Hi bytemaster, and BitShares crew. I was just at the CoinSummit conference & met Brian who suggested that I look into BitShares.

My primary concern is in determining whether the TaPoS would work as promised, and it looks like some answers are here.

Suppose someone with 1 share, holds it for 1 year, and then creates a fork with 100,000 CDD.   In reality there is only 1 share worth of support for that fork.   The rest of the 99,999 CDD is voting for the global consensus on the first 99,999 blocks prior to the fork.

This significantly raises the bar for an attacker.   Worst case, everyone on average moves their funds once per year.  This means that the average votes cast per block is 40 BTS.  To produce a chain that is 12 blocks longer (1 hour) would require 480 BTS to tie the honest chain.

So I take it that there are about 4 million BTS in total. (~100K blocks in a year * 40 BTS per block).
It sounds like you determine the honest chain by some algorithm like this: Given that you are on an honest block, the next honest block is the block with the most votes.

Now the attack isn't actually guaranteed even when an attacker has 2500 BTS.  Honest nodes would recognize an attempted fork when there was no perceived loss of network connectivity.   Someone with a lot at stake (say an exchange, a day trader, etc) would not want a fork under any circumstances if they could help it.   These players could secure the network (and their recent trades) by moving a 1000 BTS per block to themselves.   This would increase the cost of an attack significantly.

It sounds like the short term security of the chain (proof against double-spends) is determined by how many BTS are available for signing by internet connected hot-wallets that are ready to jump in when a malicious blockchain-fork is detected.
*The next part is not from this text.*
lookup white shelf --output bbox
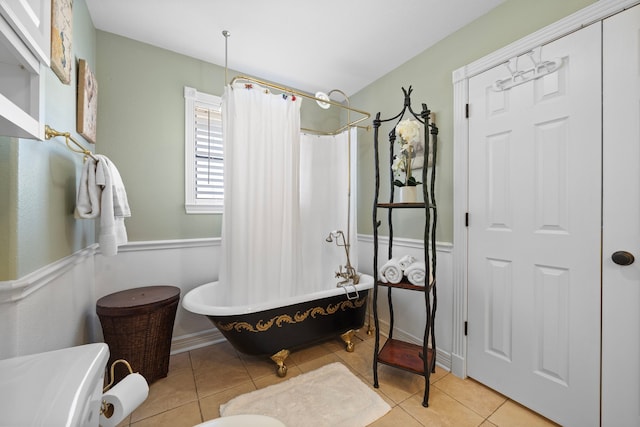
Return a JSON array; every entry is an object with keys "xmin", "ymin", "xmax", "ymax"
[{"xmin": 0, "ymin": 0, "xmax": 49, "ymax": 140}]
Exchanges can't do this with their cold wallet private keys, but they could with hot wallet keys which would amount to maybe 2000 BTS per major exchange. Let's say that in the worst case, 10,000 BTS is available for reactive signing to secure the honest chain. Then, anyone with more than 10,000 BTS can launch an attack. If BTS equaled BTC in market cap, that is around $15M?

Furthermore, based on the first quoted line above, an attack can be continuous, so a larger sustained attack would require people to keep funds that would have been in cold storage on a hot wallet.